Além disso, nem todas as categorias encareceram ao mesmo ritmo. Quando vamos ao supermercado, a maioria dos alimentos que consumimos estão disponíveis em mais do que uma variedade. Existem marcas de fabricante, mais caras, e marcas brancas, normalmente mais baratas. Nos últimos anos, os dados sugerem que a subida dos preços foi mais acentuada nas categorias que eram mais baratas à partida – um fenómeno a que se tem chamado cheapflation. Uma
análise recente do Banco de Portugal confirmou este fenómeno nos supermercados nacionais e concluiu que a maior diferença foi registada em produtos como a carne, peixe, leite, queijo e ovos. Ou seja, alimentos que fazem parte das refeições da maioria das pessoas.
Esta discrepância tende a penalizar as pessoas que ganham menos: quem tem salários mais altos pode deixar de consumir produtos mais caros e trocá-los pelo equivalente da marca branca para se proteger do impacto da inflação, enquanto quem ganha menos, à partida, já escolhe tendencialmente os produtos mais baratos. Mais uma vez, os dados sugerem que a inflação alimentar tem afetado sobretudo as pessoas que ganham menos, com consequências não apenas para o seu poder de compra mas também para os riscos de fome e desnutrição entre os grupos mais vulneráveis da sociedade.
O que é que podemos fazer?
A resposta da economia convencional para lidar com surtos inflacionistas passa pela subida das taxas de juro. O objetivo é “arrefecer” a economia e reduzir a pressão sobre os preços. No entanto, esta abordagem é
ineficaz para lidar com constrangimentos da oferta de matérias-primas ou de produtos alimentares, além de ser uma política regressiva do ponto de vista distributivo. Uma resposta progressista à inflação passa necessariamente por uma abordagem alternativa.

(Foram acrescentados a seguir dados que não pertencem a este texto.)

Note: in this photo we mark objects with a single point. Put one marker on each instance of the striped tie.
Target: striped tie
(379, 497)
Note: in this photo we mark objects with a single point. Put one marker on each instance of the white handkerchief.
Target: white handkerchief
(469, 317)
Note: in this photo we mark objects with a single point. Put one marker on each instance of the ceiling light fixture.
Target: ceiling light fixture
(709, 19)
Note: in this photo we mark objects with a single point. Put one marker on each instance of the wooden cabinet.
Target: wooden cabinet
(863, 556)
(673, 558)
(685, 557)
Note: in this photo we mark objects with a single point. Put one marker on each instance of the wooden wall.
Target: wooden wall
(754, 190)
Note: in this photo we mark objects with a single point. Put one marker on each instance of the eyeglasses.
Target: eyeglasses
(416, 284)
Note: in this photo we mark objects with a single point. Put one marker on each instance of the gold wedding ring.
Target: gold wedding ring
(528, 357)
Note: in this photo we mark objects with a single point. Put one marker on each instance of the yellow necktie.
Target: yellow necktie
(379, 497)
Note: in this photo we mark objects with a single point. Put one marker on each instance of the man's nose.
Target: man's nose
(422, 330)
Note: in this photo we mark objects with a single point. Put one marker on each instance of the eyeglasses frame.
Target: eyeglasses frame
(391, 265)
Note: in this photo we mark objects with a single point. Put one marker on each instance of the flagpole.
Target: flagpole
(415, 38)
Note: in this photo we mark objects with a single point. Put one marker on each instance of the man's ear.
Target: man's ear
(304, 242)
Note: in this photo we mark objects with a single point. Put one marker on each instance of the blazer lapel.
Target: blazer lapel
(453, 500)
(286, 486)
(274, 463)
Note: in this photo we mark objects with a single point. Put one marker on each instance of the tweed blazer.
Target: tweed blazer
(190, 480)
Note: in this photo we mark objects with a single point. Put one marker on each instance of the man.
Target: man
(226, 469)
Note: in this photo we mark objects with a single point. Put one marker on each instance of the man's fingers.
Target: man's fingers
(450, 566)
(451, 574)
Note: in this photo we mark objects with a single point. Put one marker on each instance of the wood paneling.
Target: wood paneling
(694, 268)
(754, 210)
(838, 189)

Primeiro, é preciso reconhecer que o custo de vida
não está a ser devidamente avaliado com base no indicador da inflação, que é o referencial usado nas negociações salariais e na atualização das pensões e de outros apoios sociais. Se o indicador subestima o aumento do custo de vida, traduz-se em aumentos mais baixos do que os que seriam necessários para compensar a subida dos preços.
Depois, são necessárias medidas para impedir que as grandes empresas aproveitem disrupções da oferta para aumentar os seus ganhos. Nesses contextos, justificam-se medidas como a limitação das margens de lucro ou a introdução de impostos sobre lucros extraordinários, que permitem desincentivar práticas especulativas e/ou redistribuir os ganhos extraordinários de forma a compensar os grupos mais afetados pela inflação.

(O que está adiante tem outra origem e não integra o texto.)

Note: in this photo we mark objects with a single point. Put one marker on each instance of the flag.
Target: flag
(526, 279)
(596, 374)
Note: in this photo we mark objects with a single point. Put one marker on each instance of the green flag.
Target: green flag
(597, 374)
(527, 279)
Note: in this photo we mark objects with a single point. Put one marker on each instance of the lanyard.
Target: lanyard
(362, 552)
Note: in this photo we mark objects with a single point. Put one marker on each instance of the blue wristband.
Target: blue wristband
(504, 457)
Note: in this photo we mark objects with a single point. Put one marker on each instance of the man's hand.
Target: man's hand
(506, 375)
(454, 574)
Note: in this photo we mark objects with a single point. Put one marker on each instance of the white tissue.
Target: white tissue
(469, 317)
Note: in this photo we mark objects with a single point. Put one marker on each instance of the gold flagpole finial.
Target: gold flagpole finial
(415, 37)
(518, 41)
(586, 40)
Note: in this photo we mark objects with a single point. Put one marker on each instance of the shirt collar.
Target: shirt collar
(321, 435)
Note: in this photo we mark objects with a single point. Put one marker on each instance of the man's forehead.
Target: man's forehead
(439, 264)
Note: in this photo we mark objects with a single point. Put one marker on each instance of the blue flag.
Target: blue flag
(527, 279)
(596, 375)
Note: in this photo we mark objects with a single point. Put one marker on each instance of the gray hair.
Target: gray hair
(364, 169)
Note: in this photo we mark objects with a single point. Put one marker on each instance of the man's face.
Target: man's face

De um ponto de vista mais estrutural, a discussão tem-se centrado em torno de medidas de estabilização à escala nacional ou internacional. Uma das alternativas propostas é a criação de
stocks de reserva de bens alimentares (e outras matérias-primas), que permitem aos países estabilizar a oferta e evitar oscilações excessivas dos preços. Este tipo de reservas existe em vários países: os EUA têm uma
reserva estratégica de petróleo; a China e a Índia possuem
reservas de cereais; o Japão
anunciou que vai mobilizar as reservas de arroz para combater o aumento dos preços; na Polónia, o governo
recorreu às reservas de manteiga com o mesmo objetivo.

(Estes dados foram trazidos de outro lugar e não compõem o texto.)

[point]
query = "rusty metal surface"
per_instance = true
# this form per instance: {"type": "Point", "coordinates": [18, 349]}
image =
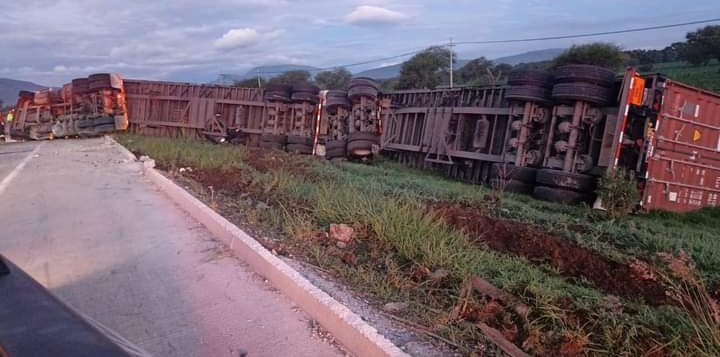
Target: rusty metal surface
{"type": "Point", "coordinates": [190, 110]}
{"type": "Point", "coordinates": [683, 169]}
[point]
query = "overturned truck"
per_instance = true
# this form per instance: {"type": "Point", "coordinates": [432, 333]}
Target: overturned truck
{"type": "Point", "coordinates": [85, 107]}
{"type": "Point", "coordinates": [548, 134]}
{"type": "Point", "coordinates": [553, 134]}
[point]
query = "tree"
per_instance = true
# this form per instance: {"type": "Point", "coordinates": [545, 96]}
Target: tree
{"type": "Point", "coordinates": [600, 54]}
{"type": "Point", "coordinates": [291, 78]}
{"type": "Point", "coordinates": [338, 78]}
{"type": "Point", "coordinates": [476, 72]}
{"type": "Point", "coordinates": [702, 45]}
{"type": "Point", "coordinates": [427, 69]}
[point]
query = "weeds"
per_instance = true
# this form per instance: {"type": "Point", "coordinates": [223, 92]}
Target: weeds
{"type": "Point", "coordinates": [400, 244]}
{"type": "Point", "coordinates": [619, 193]}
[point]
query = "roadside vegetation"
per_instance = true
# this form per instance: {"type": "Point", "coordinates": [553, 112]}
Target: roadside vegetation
{"type": "Point", "coordinates": [572, 282]}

Além disso, é necessário investir em medidas de adaptação às alterações climáticas, o que requer uma discussão mais abrangente sobre a transformação dos sistemas de produção e distribuição de bens essenciais. Como
argumenta o economista James Meadway, “à medida que a crise de adaptação [às alterações climáticas] se acentua, é expectável que sejamos confrontados com questões mais determinantes: sobre como produzimos o que comemos, quem o produz e como deveria ser distribuído de forma justa”.